= Edward Sharpham =

16th/17th-century English playwright and pamphleteer

Edward Sharpham (baptised 1576 – 1608) was an English playwright and pamphleteer.

==Life==
He was baptised on 22 July 1576, the third son of Richard Sharpham of Colehanger, a manor in the parish of East Allington. His father having died when Sharpham was five his mother married Alexander Hext, with whom she had three children. Having been widowed a second time in 1588, she subsequently married Charles Barnaby of Clement's Inn.

Sharpham probably attended grammar school in Devon, possibly William Kemp's school in Plymouth. He was admitted to the Middle Temple on 9 October 1594.

In 1592 Sharpham's mother began a lawsuit against a Thomas Fortescue, alleging he had murdered her first husband by poison and also used witchcraft to make her fall in love with him. Four years later Sharpham himself also sued Fortescue and another man, William Bastard, on a charge of having tampered with evidence relating to his mother's suit. He remained associated with the Middle Temple.

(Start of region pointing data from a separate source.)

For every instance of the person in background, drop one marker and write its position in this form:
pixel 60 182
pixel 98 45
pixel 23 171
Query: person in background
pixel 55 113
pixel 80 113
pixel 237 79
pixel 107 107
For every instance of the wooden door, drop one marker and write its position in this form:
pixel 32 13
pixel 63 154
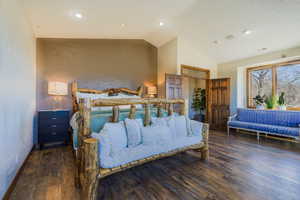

On 22 April 1608, aged 31, Sharpham made his will. He died the next day, and was buried in St. Margaret's, Westminster.

==Works==
Sharpham is believed to have been the 'E.S.' who in 1597 wrote The Discoverie of the Knights of the Poste, a pamphlet of the "conycatching" genre detailing the tricks of conmen active on the road between London and Exeter. He may also be the 'E.S.' who contributed a commendatory poem to the publication of Ben Jonson's Volpone (1607), although Jonson later described Sharpham as a "rogue".

His first known play, The Fleire, was written for one of the popular boys' theatre companies, the Children of the Blackfriars. Composition date is some time between late 1605 and the play's appearance in the Stationers Register on 13 May 1606. Cynical in tone, The Fleire is a court-oriented satire similar to Marston's The Malcontent and The Fawne. The play's popularity, at least as text, is shown by its being reprinted three times.

Cupid's Whirligig was Sharpham's second and last play, produced early in 1607 and printed later the same year with a dedication to fellow Devonian and author Robert Hayman. Again, it satirises court life in a general way, though it has been speculated that the character Nucome, carefully described as 'Welsh', may actually be a veiled attack on the king's Scottish favourite Robert Carr. This play too was eventually reprinted three times.